Rose arrive donc avec un CV contrasté. Des sommets, des creux, une capacité à faire jouer les équipes vers l'avant, mais aussi une fragilité dans la gestion des cycles longs. La Premier League sera son premier grand test hors d'Allemagne. À 48 ans, c'est aussi une forme de pari sur sa capacité à se réinventer, à s'adapter à un championnat qui broie les entraîneurs les plus solides.
Ce qui plaide pour lui ? Sa philosophie de jeu. Rose aime le pressing haut, le jeu de position, les transitions rapides. Un profil qui colle avec l'ADN que Bournemouth s'est construit sous Iraola. Le club ne cherche pas à repartir de zéro — il cherche à capitaliser. L'effectif est là : Antoine Semenyo a explosé aux yeux de l'Europe cette saison, Justin Kluivert a retrouvé des jambes qu'on lui croyait définitivement perdues, et Dango Ouattara continue de rendre fous les défenseurs adverses. Rose hérite d'un groupe en confiance, ce qui est loin d'être négligeable.
Financièrement, l'arrivée d'un coach libre représente aussi une bouffée d'air.
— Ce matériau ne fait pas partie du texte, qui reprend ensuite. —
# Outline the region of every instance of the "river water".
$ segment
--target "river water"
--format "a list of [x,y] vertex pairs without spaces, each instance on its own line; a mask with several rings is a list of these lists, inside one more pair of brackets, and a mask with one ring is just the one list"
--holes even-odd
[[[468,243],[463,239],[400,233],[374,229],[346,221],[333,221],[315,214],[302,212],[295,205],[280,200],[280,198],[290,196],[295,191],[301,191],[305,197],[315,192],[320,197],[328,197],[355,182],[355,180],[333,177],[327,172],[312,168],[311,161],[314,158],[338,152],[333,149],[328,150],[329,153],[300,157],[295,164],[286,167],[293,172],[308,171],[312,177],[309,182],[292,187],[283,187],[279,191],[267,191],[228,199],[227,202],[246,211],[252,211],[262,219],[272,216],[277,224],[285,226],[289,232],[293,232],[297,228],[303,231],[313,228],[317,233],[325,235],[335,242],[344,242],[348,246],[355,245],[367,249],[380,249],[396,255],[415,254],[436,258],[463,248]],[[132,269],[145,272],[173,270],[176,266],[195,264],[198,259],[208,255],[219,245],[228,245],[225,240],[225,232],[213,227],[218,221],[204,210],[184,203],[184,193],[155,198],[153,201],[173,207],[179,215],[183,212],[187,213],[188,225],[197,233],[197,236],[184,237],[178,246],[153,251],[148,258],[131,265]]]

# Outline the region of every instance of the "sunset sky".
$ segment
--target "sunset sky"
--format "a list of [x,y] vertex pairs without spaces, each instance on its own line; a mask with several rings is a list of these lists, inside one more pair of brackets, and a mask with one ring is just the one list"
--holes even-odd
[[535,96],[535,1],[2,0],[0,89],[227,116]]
Bournemouth, propriété du groupe américain Bill Foley depuis 2022, investit massivement sur le marché des transferts — plus de 200 millions de livres dépensés en deux fenêtres mercato — mais reste attentif à l'équilibre des comptes. Récupérer un entraîneur sans indemnité, c'est un luxe que peu de clubs de Premier League s'offrent ces dernières années.
Reste la vraie question, celle que tout le monde esquive : Rose peut-il faire aussi bien qu'Iraola ? La réponse honnête, c'est que personne ne le sait encore. L'Allemand débarque dans un championnat qu'il n'a jamais entraîné, dans un pays dont il ne maîtrise pas forcément tous les codes culturels, avec la pression d'un héritage sportif flambant neuf à gérer. Ce sont les conditions exactes qui révèlent les vrais entraîneurs — ou qui les broient.
Bournemouth s'installe durablement dans la cour des équipes qui comptent en Premier League. La nomination de Marco Rose n'est pas un signal de retraite en arrière — c'est un acte de foi dans un projet qui veut viser plus haut. La prochaine saison dira si ce pari audacieux méritait d'être joué.